Most notable for Linux 7.0 is work on the workqueue rescuer that is used to prevent deadlocks in the workqueue when the system is under memory pressure. Lai Jiangshan of the Ant Group worked on a workqueue rescuer improvement to avoid a situation where a single long-blocking work item could stall all work items behind it and thus causing high latency for the rest of the queue. The merge request explained:
“Rework the rescuer to process work items one-by-one instead of slurping all pending work items in a single pass. As there is only one rescuer per workqueue, a single long-blocking work item could cause high latency for all tasks queued behind it, even after memory pressure is relieved and regular kworkers become available to service them.”
Lai Jiangshan elaborated in the patch series for improving the rescuer:
“Previously, the rescuer scanned for all matching work items at once and processed them within a single rescuer thread, which could cause one blocking work item to stall all others.
Make the rescuer process work items one-by-one instead of slurping all matches in a single pass.
Break the rescuer loop after finding and processing the first matching work item, then restart the search to pick up the next.

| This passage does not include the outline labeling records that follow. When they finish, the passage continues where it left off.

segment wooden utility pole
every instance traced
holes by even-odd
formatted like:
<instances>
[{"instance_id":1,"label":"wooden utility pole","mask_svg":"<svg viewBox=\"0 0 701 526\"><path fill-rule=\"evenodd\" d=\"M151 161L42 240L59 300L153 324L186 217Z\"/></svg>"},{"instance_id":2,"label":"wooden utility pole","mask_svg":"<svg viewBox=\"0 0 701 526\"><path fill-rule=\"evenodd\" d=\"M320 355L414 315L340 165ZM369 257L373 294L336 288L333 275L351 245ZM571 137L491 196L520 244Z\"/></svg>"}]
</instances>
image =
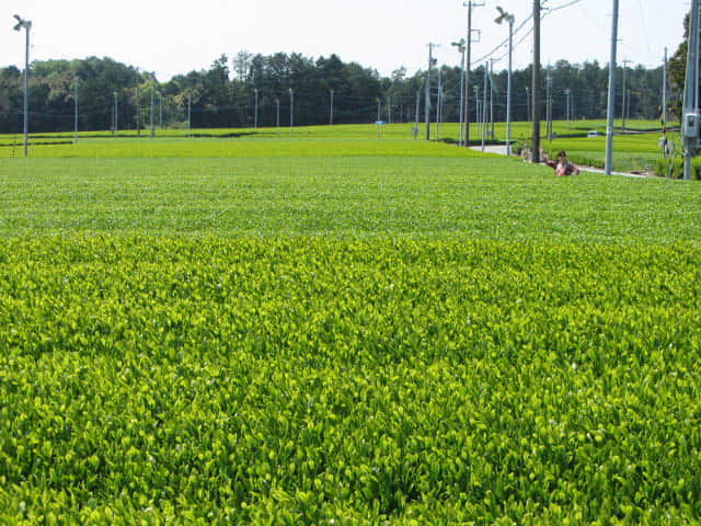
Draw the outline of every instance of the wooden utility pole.
<instances>
[{"instance_id":1,"label":"wooden utility pole","mask_svg":"<svg viewBox=\"0 0 701 526\"><path fill-rule=\"evenodd\" d=\"M531 159L540 162L540 0L533 0L533 75L531 84L533 122Z\"/></svg>"}]
</instances>

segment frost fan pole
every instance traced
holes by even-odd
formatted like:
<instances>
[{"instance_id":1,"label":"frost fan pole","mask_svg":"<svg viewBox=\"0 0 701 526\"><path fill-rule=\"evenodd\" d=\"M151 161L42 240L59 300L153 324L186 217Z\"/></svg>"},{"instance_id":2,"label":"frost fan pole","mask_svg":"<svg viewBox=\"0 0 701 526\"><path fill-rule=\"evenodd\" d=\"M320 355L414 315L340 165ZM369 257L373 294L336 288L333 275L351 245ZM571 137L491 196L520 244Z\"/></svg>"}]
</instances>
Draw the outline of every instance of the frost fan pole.
<instances>
[{"instance_id":1,"label":"frost fan pole","mask_svg":"<svg viewBox=\"0 0 701 526\"><path fill-rule=\"evenodd\" d=\"M698 1L698 0L696 0ZM611 175L613 158L613 106L616 105L616 49L618 45L618 0L613 0L611 23L611 60L609 61L609 100L606 118L606 175Z\"/></svg>"},{"instance_id":2,"label":"frost fan pole","mask_svg":"<svg viewBox=\"0 0 701 526\"><path fill-rule=\"evenodd\" d=\"M683 180L691 179L691 158L699 148L699 1L691 2L687 79L683 90Z\"/></svg>"}]
</instances>

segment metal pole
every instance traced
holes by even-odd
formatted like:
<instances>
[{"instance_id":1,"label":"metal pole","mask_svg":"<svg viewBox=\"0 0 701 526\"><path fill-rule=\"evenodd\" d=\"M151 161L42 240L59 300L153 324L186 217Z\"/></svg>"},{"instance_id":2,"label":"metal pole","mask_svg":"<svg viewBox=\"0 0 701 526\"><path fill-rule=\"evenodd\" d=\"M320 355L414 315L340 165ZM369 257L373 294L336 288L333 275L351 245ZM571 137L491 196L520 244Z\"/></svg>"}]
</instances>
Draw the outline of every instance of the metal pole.
<instances>
[{"instance_id":1,"label":"metal pole","mask_svg":"<svg viewBox=\"0 0 701 526\"><path fill-rule=\"evenodd\" d=\"M430 68L434 66L434 45L428 44L428 72L426 73L426 104L424 108L426 117L426 140L430 140Z\"/></svg>"},{"instance_id":2,"label":"metal pole","mask_svg":"<svg viewBox=\"0 0 701 526\"><path fill-rule=\"evenodd\" d=\"M258 89L255 88L253 90L253 93L255 93L255 110L254 110L254 116L253 116L253 129L258 129Z\"/></svg>"},{"instance_id":3,"label":"metal pole","mask_svg":"<svg viewBox=\"0 0 701 526\"><path fill-rule=\"evenodd\" d=\"M76 99L76 126L74 126L74 133L73 133L73 145L78 144L78 77L76 77L76 92L74 92L74 99Z\"/></svg>"},{"instance_id":4,"label":"metal pole","mask_svg":"<svg viewBox=\"0 0 701 526\"><path fill-rule=\"evenodd\" d=\"M466 5L462 2L462 5ZM468 37L467 37L467 56L466 56L466 67L464 67L464 134L463 134L463 144L468 146L468 141L470 140L470 58L472 50L472 46L470 45L472 42L472 0L467 3L468 7Z\"/></svg>"},{"instance_id":5,"label":"metal pole","mask_svg":"<svg viewBox=\"0 0 701 526\"><path fill-rule=\"evenodd\" d=\"M466 52L464 44L462 44L459 47L459 49L461 52L462 58L460 59L460 70L461 70L461 75L460 75L460 134L459 134L459 137L458 137L458 146L462 146L462 138L464 137L463 129L462 129L462 122L463 122L463 117L464 117L464 52Z\"/></svg>"},{"instance_id":6,"label":"metal pole","mask_svg":"<svg viewBox=\"0 0 701 526\"><path fill-rule=\"evenodd\" d=\"M482 102L482 152L484 153L484 141L486 140L486 85L490 62L484 62L484 101Z\"/></svg>"},{"instance_id":7,"label":"metal pole","mask_svg":"<svg viewBox=\"0 0 701 526\"><path fill-rule=\"evenodd\" d=\"M552 79L550 78L550 64L548 65L548 78L545 81L545 135L552 141Z\"/></svg>"},{"instance_id":8,"label":"metal pole","mask_svg":"<svg viewBox=\"0 0 701 526\"><path fill-rule=\"evenodd\" d=\"M421 85L416 91L416 123L415 123L415 130L414 130L414 140L418 138L418 105L421 104L421 89L424 87L424 81L425 79L421 79Z\"/></svg>"},{"instance_id":9,"label":"metal pole","mask_svg":"<svg viewBox=\"0 0 701 526\"><path fill-rule=\"evenodd\" d=\"M136 84L136 136L141 137L141 96L139 94L139 84Z\"/></svg>"},{"instance_id":10,"label":"metal pole","mask_svg":"<svg viewBox=\"0 0 701 526\"><path fill-rule=\"evenodd\" d=\"M494 78L492 75L494 73L494 62L496 60L490 59L490 134L492 139L494 139Z\"/></svg>"},{"instance_id":11,"label":"metal pole","mask_svg":"<svg viewBox=\"0 0 701 526\"><path fill-rule=\"evenodd\" d=\"M567 114L567 133L570 133L570 89L565 90L565 95L567 95L565 112Z\"/></svg>"},{"instance_id":12,"label":"metal pole","mask_svg":"<svg viewBox=\"0 0 701 526\"><path fill-rule=\"evenodd\" d=\"M295 92L289 89L289 136L295 136Z\"/></svg>"},{"instance_id":13,"label":"metal pole","mask_svg":"<svg viewBox=\"0 0 701 526\"><path fill-rule=\"evenodd\" d=\"M667 129L667 48L665 47L665 65L662 80L662 129Z\"/></svg>"},{"instance_id":14,"label":"metal pole","mask_svg":"<svg viewBox=\"0 0 701 526\"><path fill-rule=\"evenodd\" d=\"M621 129L623 133L625 133L625 72L631 60L623 60L623 103L621 104L621 118L623 119Z\"/></svg>"},{"instance_id":15,"label":"metal pole","mask_svg":"<svg viewBox=\"0 0 701 526\"><path fill-rule=\"evenodd\" d=\"M540 162L540 0L533 0L533 73L531 78L531 159Z\"/></svg>"},{"instance_id":16,"label":"metal pole","mask_svg":"<svg viewBox=\"0 0 701 526\"><path fill-rule=\"evenodd\" d=\"M437 93L437 104L436 104L436 142L438 141L438 132L440 129L440 89L443 88L440 83L443 82L443 69L438 70L438 93Z\"/></svg>"},{"instance_id":17,"label":"metal pole","mask_svg":"<svg viewBox=\"0 0 701 526\"><path fill-rule=\"evenodd\" d=\"M156 72L151 75L151 117L149 122L149 138L153 139L153 102L156 100Z\"/></svg>"},{"instance_id":18,"label":"metal pole","mask_svg":"<svg viewBox=\"0 0 701 526\"><path fill-rule=\"evenodd\" d=\"M275 106L276 106L276 126L277 126L277 138L280 138L280 100L275 98Z\"/></svg>"},{"instance_id":19,"label":"metal pole","mask_svg":"<svg viewBox=\"0 0 701 526\"><path fill-rule=\"evenodd\" d=\"M25 25L26 49L24 54L24 157L28 157L28 130L30 130L30 28Z\"/></svg>"},{"instance_id":20,"label":"metal pole","mask_svg":"<svg viewBox=\"0 0 701 526\"><path fill-rule=\"evenodd\" d=\"M512 52L514 49L514 16L508 21L508 80L506 82L506 157L512 155Z\"/></svg>"},{"instance_id":21,"label":"metal pole","mask_svg":"<svg viewBox=\"0 0 701 526\"><path fill-rule=\"evenodd\" d=\"M609 96L606 118L606 175L611 175L613 158L613 107L616 105L616 52L618 46L618 0L613 0L611 21L611 59L609 61Z\"/></svg>"},{"instance_id":22,"label":"metal pole","mask_svg":"<svg viewBox=\"0 0 701 526\"><path fill-rule=\"evenodd\" d=\"M681 129L685 181L691 179L691 158L699 147L699 0L692 0Z\"/></svg>"}]
</instances>

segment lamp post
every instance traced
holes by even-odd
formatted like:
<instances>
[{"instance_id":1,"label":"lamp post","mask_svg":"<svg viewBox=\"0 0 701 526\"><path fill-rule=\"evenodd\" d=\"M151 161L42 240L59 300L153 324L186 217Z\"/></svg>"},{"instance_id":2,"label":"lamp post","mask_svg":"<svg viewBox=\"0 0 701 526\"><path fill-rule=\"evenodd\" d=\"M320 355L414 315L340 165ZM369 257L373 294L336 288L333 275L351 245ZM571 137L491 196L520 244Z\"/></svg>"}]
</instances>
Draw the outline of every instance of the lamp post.
<instances>
[{"instance_id":1,"label":"lamp post","mask_svg":"<svg viewBox=\"0 0 701 526\"><path fill-rule=\"evenodd\" d=\"M497 7L499 15L495 20L497 24L502 24L505 20L508 22L508 81L506 83L506 157L512 155L512 53L514 41L514 15L507 13Z\"/></svg>"},{"instance_id":2,"label":"lamp post","mask_svg":"<svg viewBox=\"0 0 701 526\"><path fill-rule=\"evenodd\" d=\"M14 31L26 32L26 48L24 53L24 157L27 157L27 133L30 128L30 30L32 28L31 20L23 20L19 14L14 15L18 19L18 23L14 26Z\"/></svg>"}]
</instances>

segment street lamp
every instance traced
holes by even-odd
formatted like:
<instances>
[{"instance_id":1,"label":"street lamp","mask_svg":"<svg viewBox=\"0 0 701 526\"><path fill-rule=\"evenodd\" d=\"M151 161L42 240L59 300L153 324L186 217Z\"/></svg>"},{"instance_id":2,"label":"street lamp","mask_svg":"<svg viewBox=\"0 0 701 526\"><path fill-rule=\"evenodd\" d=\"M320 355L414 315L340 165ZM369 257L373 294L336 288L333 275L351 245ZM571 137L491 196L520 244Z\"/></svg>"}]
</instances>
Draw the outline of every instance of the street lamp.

This gives normal worker threads a chance to process other items which gives them the [opportunity] to be processed instead of waiting on the rescuer’s queue and prevents a blocking work item from stalling the rest once memory pressure is relieved.”
The workqueue pull request also adds a CONFIG_BOOTPARAM_WQ_STALL_PANIC Kconfig build time option and workqueue.panic_on_stall_time parameter for time-based stall panic for more system control over workqueue stall handling. CONFIG_BOOTPARAM_WQ_STALL_PANIC provides a build-time control over the number of workqueue stalls before triggering a kernel panic. This is mainly useful for high availability systems needing consistent panic-on-stall behavior when needing uptime guarantees and stalls needing to be punctually handled.
These workqueue improvements have been merged for Linux 7.0.